I Just got back from Kenya, where I was working on a science and photography project with my friend and colleague Jake Goheen. In addition to being a stellar model for setting up camera traps, Jake is one of the best ecologists I know; he’s made some really cool discoveries about the role that predators, large herbivores, and even ants, play in shaping ecosystems.
Jake wanted pictures of the elusive “aard” beasts. Aarde means “earth” in Afrikaans/Dutch and probably refers to the burrowing behavior that these animals exhibit. We were after both the aardvark, which translates fairly accurately to “earth pig” and the aardwolf, an evolutionarily unrelated critter that is not actually a wolf, but instead a dwarf hyena. Both the aardvark and aardwolf are insectivores and mainly eat termites. We weren’t sure how to camera trap an aardbeast, but we figured setting on a termite mound couldn’t be a bad place to start. My first non-travel day in Kenya, I piled into a Land Rover with Jake, my fiancée Jessi, Simon (Jake’s research assistant), and a massive pile of camera trap gear.
Jake drove us to a spot that was thick with termite mounds and we started looking for signs of aardbeasts. We didn’t find any fresh burrows, tracks, or other clues, so we picked a random termite mound and plopped a camera trap on it. I set up some pretty conservative lighting with a key light on a stand off to camera-right, an on-axis fill light on the ground, and a rim light in case we got an animal on top of the mound. I switched up the lighting and composition a tiny bit during the set but nothing major.
The camera ran for a week before getting disabled by what I assume was a herd of cows. I didn’t get a single shot of an aardvark or aardwolf, but I wasn’t too distraught–in just seven days, nine different species of mammal stepped in front of the camera. Waiting for me on the LCD screen were shots of a bat-eared fox, a giraffe, several goofy-looking camels, bats in flight, and the five critters featured below, which were kind enough to pose in the camera’s focal plane.
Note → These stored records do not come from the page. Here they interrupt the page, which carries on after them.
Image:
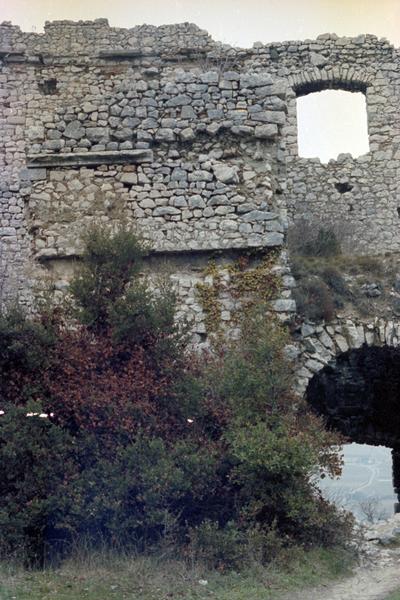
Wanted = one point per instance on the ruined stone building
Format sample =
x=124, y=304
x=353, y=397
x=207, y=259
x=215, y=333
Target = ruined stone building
x=195, y=144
And over a stretch of 7 minutes…
Every shot from this set put a huge smile on my face, especially the one of the two jackals, which is probably my favorite from the whole trip.
The day after we left Jake bumped into an aardvark while driving back to camp at night. It was only the third one he’d seen in his whole life. I wish I’d have been there to set a camera on it’s burrow, but hopefully I’ll be back before too long.